Weeks ago, digital may have seemed like the future of real estate. The future is now. After years of dipping its toes into virtual buying and selling, the housing industry is jumping in headfirst to combat the effects of the coronavirus’ shutdowns. In one of the biggest moves yet, the Federal Housing Finance Agency is directing Freddie Mac and Fannie Mae to take appraisals online to protect appraisers and homeowners from the virus. Appraisers will now be able to virtually assess properties as well as drive-by homes to check out the exteriors. Though the system is not perfect, it is a way to keep the home lending industry moving and making sure homebuyers are not left in the dark.
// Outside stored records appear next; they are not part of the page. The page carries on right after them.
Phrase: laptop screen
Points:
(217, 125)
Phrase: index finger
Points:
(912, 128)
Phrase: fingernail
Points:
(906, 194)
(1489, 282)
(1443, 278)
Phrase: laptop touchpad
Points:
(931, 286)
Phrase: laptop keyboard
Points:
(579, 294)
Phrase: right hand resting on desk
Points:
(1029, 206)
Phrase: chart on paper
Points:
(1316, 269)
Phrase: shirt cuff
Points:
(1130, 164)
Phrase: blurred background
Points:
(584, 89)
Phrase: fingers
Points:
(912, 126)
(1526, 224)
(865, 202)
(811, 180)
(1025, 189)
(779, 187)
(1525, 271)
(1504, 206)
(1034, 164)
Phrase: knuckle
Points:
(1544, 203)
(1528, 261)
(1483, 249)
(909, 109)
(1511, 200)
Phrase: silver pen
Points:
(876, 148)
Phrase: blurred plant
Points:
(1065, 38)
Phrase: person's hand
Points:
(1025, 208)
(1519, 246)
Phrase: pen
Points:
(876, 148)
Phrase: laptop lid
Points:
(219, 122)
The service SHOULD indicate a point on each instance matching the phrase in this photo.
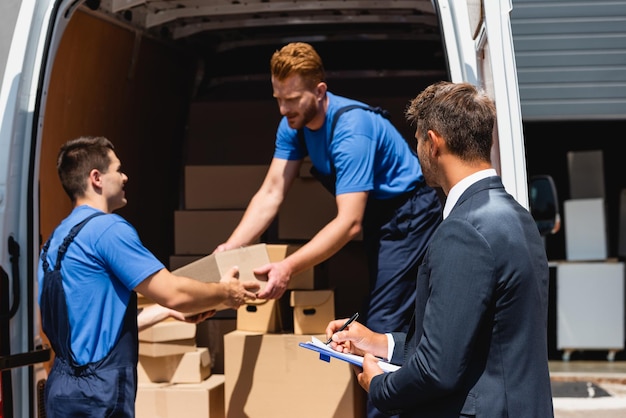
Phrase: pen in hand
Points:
(348, 322)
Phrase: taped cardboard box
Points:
(168, 330)
(269, 375)
(312, 310)
(167, 348)
(212, 267)
(195, 400)
(210, 334)
(260, 316)
(148, 400)
(191, 400)
(191, 367)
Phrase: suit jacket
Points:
(478, 341)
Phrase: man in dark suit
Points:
(477, 346)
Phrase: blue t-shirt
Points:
(101, 268)
(368, 152)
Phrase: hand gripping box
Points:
(259, 316)
(312, 310)
(302, 280)
(213, 266)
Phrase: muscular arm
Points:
(330, 239)
(192, 296)
(264, 205)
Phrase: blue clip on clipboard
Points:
(326, 353)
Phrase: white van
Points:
(121, 68)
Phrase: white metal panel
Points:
(590, 306)
(488, 61)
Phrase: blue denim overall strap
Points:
(54, 316)
(105, 388)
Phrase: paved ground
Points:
(590, 389)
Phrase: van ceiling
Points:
(357, 39)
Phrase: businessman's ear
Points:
(437, 143)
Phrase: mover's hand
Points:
(277, 276)
(238, 292)
(223, 247)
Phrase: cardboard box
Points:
(312, 310)
(195, 400)
(261, 316)
(210, 334)
(211, 268)
(191, 400)
(199, 232)
(302, 280)
(191, 367)
(167, 348)
(168, 330)
(222, 186)
(585, 229)
(148, 403)
(269, 375)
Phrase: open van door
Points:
(25, 25)
(477, 46)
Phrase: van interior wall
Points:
(547, 145)
(135, 92)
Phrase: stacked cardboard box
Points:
(191, 400)
(255, 348)
(168, 354)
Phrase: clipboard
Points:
(326, 353)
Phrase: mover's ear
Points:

Jonathan Miller felt a sense of relief when the Federal Housing Finance Agency announced this morning that it is instructing Freddie Mac and Fannie Mae, the government-backed mortgage enterprises it regulates, to adopt alternative home appraisal methods.
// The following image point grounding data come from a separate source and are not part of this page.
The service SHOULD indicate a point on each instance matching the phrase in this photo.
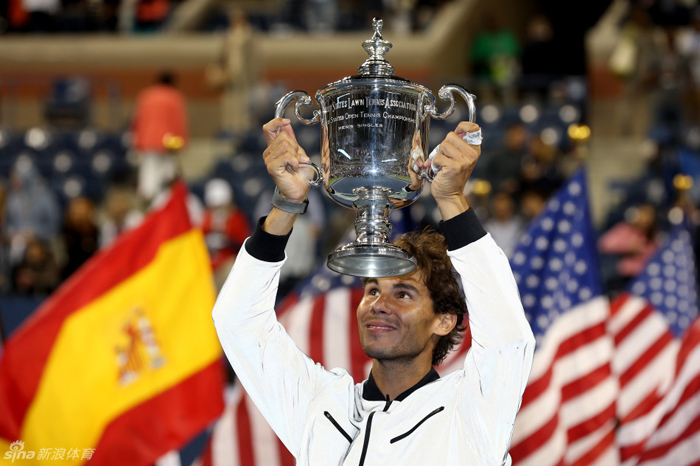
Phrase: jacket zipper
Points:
(337, 426)
(364, 446)
(403, 436)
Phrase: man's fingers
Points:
(274, 127)
(466, 127)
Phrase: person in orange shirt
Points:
(160, 129)
(225, 228)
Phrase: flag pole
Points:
(3, 335)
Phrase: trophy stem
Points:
(372, 255)
(372, 222)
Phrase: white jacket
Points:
(465, 418)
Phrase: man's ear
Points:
(446, 323)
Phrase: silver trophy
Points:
(375, 125)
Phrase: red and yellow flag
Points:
(122, 363)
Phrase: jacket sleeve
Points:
(497, 366)
(279, 378)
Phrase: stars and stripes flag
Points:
(320, 316)
(676, 440)
(648, 322)
(567, 417)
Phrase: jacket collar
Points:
(371, 392)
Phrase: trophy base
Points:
(371, 261)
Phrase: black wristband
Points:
(461, 230)
(286, 205)
(265, 246)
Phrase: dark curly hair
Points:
(430, 250)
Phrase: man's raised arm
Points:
(280, 379)
(498, 364)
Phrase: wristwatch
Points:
(289, 206)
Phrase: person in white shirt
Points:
(404, 413)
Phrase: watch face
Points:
(289, 206)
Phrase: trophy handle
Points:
(317, 180)
(447, 92)
(303, 99)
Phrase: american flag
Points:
(676, 440)
(320, 316)
(648, 322)
(567, 415)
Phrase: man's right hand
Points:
(282, 158)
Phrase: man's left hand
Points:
(456, 160)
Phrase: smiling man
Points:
(404, 413)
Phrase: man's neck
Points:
(395, 377)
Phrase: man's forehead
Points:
(413, 278)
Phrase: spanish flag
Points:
(122, 363)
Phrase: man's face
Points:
(396, 319)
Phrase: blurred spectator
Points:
(539, 67)
(504, 225)
(302, 254)
(495, 55)
(532, 203)
(502, 166)
(195, 208)
(689, 46)
(32, 210)
(541, 167)
(639, 70)
(634, 241)
(42, 14)
(400, 15)
(37, 272)
(672, 87)
(160, 116)
(151, 14)
(5, 281)
(233, 73)
(119, 215)
(80, 234)
(74, 17)
(321, 16)
(225, 227)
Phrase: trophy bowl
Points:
(374, 126)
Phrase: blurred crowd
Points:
(129, 16)
(527, 109)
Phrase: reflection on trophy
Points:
(374, 126)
Instituted in light of the coronavirus crisis, which has sent cities and states into various stages of lockdown, the rule, along with new means of verifying borrowers’ employment, is in place through May 17.
Miller, president and CEO of real estate appraisal and consulting firm Miller Samuel in New York City, heralded the move as a measure not only to protect appraisers and homeowners but also to facilitate the home lending industry.